Les bons conseils pour travailler en Russie quand on est français

Les bons conseils pour travailler en Russie quand on est français

De nos jours, de plus en plus de Français ont du mal à trouver un emploi convenable dans leur pays. C’est pour cela que beaucoup d’entre eux décident de s’expatrier afin d’aller trouver du travail ailleurs.

L’une des destinations les plus en vogue, ces dernières années, est la Russie.
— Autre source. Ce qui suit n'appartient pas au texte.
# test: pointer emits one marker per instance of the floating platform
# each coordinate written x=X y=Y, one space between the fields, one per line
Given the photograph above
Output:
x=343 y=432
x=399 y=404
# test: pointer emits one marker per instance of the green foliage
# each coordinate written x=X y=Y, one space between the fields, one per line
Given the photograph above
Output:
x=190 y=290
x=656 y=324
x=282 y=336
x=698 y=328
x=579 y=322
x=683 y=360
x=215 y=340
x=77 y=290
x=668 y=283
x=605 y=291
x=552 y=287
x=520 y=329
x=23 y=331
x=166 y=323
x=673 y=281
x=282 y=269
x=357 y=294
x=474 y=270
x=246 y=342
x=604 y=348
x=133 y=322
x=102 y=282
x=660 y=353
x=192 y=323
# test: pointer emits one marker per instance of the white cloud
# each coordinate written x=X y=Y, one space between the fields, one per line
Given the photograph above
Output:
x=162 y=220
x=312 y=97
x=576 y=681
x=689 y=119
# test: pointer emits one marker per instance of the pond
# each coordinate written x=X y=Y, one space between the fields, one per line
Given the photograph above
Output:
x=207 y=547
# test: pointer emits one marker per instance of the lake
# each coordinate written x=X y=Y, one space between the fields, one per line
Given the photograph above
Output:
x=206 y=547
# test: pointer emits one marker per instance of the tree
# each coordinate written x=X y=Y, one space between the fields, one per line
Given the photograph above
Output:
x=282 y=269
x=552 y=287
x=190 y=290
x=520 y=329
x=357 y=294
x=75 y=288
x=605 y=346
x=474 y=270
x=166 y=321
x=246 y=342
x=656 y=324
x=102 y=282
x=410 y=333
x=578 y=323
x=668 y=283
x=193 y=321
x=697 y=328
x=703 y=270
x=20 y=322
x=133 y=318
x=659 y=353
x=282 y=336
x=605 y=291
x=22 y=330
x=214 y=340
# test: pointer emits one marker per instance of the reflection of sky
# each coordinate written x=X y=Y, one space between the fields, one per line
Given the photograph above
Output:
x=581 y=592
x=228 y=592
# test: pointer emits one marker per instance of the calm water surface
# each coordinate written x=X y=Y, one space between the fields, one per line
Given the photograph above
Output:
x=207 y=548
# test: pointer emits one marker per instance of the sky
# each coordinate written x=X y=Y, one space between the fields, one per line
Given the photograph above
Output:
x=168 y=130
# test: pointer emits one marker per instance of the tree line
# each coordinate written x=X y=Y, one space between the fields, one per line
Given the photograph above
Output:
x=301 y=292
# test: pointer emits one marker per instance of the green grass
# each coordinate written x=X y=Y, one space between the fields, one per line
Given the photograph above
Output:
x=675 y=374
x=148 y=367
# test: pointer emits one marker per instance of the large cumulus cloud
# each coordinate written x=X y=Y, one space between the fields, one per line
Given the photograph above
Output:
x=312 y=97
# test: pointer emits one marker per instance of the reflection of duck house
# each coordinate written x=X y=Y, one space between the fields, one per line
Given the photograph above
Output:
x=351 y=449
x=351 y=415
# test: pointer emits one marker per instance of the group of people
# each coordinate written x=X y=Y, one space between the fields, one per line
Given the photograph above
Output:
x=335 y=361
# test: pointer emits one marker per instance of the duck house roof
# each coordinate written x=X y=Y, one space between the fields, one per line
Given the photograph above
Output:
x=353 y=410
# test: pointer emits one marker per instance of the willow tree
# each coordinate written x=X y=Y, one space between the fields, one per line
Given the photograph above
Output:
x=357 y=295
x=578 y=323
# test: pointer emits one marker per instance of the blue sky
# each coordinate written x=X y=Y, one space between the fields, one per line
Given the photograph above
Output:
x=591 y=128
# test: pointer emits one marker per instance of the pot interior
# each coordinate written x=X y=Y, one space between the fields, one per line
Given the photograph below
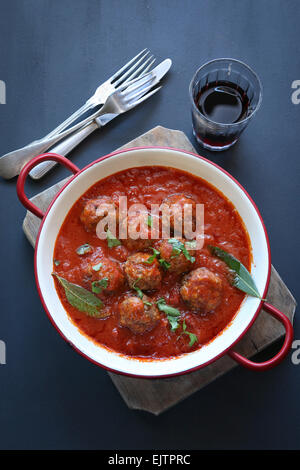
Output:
x=145 y=157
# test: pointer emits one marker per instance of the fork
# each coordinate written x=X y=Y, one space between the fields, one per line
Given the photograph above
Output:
x=118 y=102
x=122 y=76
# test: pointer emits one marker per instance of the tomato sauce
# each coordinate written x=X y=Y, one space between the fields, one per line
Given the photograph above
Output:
x=223 y=227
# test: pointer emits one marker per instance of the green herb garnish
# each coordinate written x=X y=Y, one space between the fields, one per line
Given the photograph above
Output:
x=84 y=249
x=192 y=336
x=179 y=247
x=81 y=298
x=97 y=267
x=241 y=277
x=111 y=240
x=164 y=264
x=152 y=257
x=140 y=293
x=97 y=286
x=172 y=313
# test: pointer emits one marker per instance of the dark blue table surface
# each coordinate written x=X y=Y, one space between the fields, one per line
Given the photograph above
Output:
x=52 y=56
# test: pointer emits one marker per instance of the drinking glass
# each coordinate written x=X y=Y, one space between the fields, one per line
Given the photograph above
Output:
x=219 y=136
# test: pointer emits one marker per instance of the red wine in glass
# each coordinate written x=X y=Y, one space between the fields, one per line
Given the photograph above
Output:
x=225 y=93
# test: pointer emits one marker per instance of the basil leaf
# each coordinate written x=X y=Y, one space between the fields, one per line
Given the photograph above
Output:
x=97 y=267
x=173 y=321
x=242 y=278
x=164 y=264
x=192 y=336
x=81 y=298
x=97 y=286
x=172 y=313
x=179 y=247
x=192 y=245
x=84 y=249
x=111 y=240
x=152 y=257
En effet, le marché du travail y est favorable et mis à part les conditions climatiques parfois difficiles, la Russie est un pays magnifique. Dans ce cas, comment faire pour travailler en Russie quand on est français ?

Un Français a-t-il le droit de travailler en Russie ?
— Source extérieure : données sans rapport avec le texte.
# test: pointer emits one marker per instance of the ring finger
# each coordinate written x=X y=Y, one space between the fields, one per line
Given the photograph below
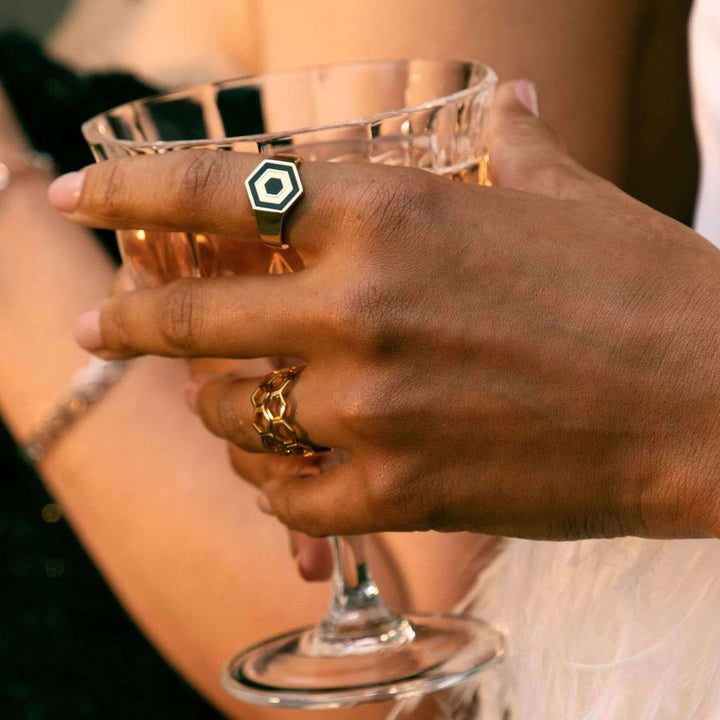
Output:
x=236 y=409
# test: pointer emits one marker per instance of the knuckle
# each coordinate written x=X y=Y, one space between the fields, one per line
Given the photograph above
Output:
x=374 y=409
x=116 y=326
x=107 y=191
x=199 y=174
x=234 y=420
x=292 y=512
x=394 y=205
x=373 y=317
x=180 y=315
x=398 y=491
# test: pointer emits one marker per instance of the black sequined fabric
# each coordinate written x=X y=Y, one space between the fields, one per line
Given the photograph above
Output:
x=67 y=649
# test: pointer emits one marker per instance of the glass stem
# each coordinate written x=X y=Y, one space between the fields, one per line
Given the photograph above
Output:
x=357 y=621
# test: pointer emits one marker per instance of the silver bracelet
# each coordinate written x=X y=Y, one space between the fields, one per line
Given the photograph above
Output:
x=88 y=385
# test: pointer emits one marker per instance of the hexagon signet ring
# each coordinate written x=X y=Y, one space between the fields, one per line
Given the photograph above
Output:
x=274 y=187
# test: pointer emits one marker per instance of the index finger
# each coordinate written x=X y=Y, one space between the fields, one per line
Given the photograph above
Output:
x=197 y=191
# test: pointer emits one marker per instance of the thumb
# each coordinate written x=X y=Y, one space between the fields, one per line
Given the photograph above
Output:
x=525 y=153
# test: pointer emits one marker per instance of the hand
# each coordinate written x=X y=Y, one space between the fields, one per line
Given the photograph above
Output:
x=537 y=361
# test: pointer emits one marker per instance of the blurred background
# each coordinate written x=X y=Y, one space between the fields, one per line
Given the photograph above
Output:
x=35 y=17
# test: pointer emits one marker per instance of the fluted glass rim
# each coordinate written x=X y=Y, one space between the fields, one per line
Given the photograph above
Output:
x=91 y=129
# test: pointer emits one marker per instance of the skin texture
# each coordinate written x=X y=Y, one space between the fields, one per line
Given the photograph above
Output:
x=177 y=536
x=551 y=377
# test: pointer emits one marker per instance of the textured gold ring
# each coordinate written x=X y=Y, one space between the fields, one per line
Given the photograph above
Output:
x=274 y=187
x=272 y=416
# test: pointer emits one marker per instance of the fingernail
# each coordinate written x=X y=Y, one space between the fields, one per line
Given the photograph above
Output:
x=64 y=193
x=87 y=331
x=264 y=505
x=526 y=93
x=191 y=391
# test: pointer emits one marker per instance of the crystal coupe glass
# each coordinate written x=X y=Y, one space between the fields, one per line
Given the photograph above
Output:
x=418 y=113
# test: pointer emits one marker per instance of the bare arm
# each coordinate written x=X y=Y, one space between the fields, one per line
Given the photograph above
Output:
x=169 y=523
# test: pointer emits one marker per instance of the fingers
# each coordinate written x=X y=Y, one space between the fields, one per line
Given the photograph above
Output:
x=195 y=191
x=239 y=317
x=224 y=405
x=348 y=500
x=525 y=154
x=312 y=555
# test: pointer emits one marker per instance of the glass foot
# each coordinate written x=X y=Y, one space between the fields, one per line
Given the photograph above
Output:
x=430 y=653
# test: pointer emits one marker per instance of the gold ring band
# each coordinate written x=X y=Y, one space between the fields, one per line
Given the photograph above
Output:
x=272 y=416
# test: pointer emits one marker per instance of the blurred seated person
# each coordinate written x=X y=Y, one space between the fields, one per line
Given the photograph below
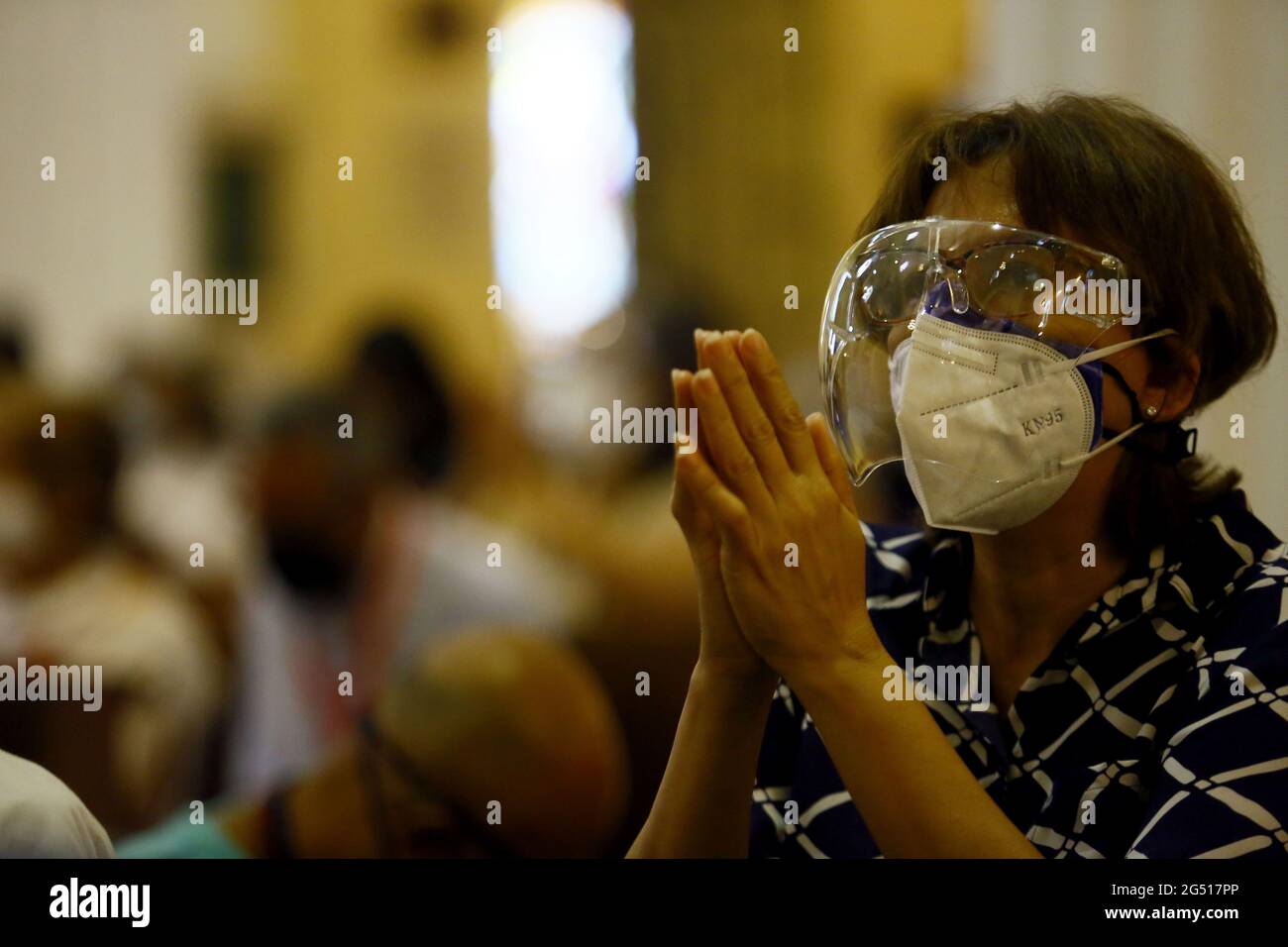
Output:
x=179 y=482
x=69 y=594
x=42 y=818
x=360 y=570
x=483 y=719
Tout le monde a le droit de travailler en Russie, toutefois, si vous désirez vous rendre dans ce pays pour trouver un emploi, vous devrez posséder un permis de travail. Certaines professions peuvent être dispensées de permis (journaliste accrédité, organisations humanitaires, étudiants…). Pour pouvoir obtenir ce permis de travail, vous devez, d’abord, trouver un employeur prêt à vous engager. Si ce dernier a la possibilité d’embaucher des travailleurs étrangers, alors c’est lui qui fera la demande de permis de travail, pour vous.
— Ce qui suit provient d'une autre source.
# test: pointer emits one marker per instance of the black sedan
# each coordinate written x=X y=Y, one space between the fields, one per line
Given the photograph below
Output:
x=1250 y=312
La barrière de la langue est-elle un obstacle ?

Si vous ne parlez pas un mot de Russe, alors oui cela risque de vous poser des problèmes non seulement pour chercher du travail, mais aussi pour travailler sur place par la suite. Bien sûr, vous n’êtes pas obligé de devenir bilingue du jour au lendemain, mais en apprenant les bases de la langue, vous aurez bien plus de facilités pour évoluer dans ce nouveau pays.

Comment trouver un emploi en Russie ?

Voici une question très importante. En effet, vous ne pouvez pas tout quitter du jour au lendemain pour vous rendre en Russie et espérer trouver rapidement du travail. Ainsi, le moyen le plus efficace de trouver un emploi est, bien sûr, internet. Plusieurs sites d’offres d’emploi vont vous permettre de postuler à divers emplois en Russie.

Sinon, si vous connaissez des amis vivant dans ce pays ou de la famille installée sur place, ils pourront grandement vous aider. Par ailleurs, n’hésitez pas à concentrer vos recherches sur les grandes villes comme Moscou, entre autres. C’est là que vous aurez plus de chance de trouver du travail en tant qu’étranger.

Pour conclure

Travailler dans un pays comme la Russie, pour un Français, ce n’est pas impossible. Cela dit, vous allez quand même devoir vous armer de patience. De plus, il faut aussi prendre en compte le coût de la vie en Russie qui peut être assez élevé dans les grandes villes. Enfin, si vous voulez mettre toutes les chances de votre côté, n’hésitez pas à prendre quelques cours de russe.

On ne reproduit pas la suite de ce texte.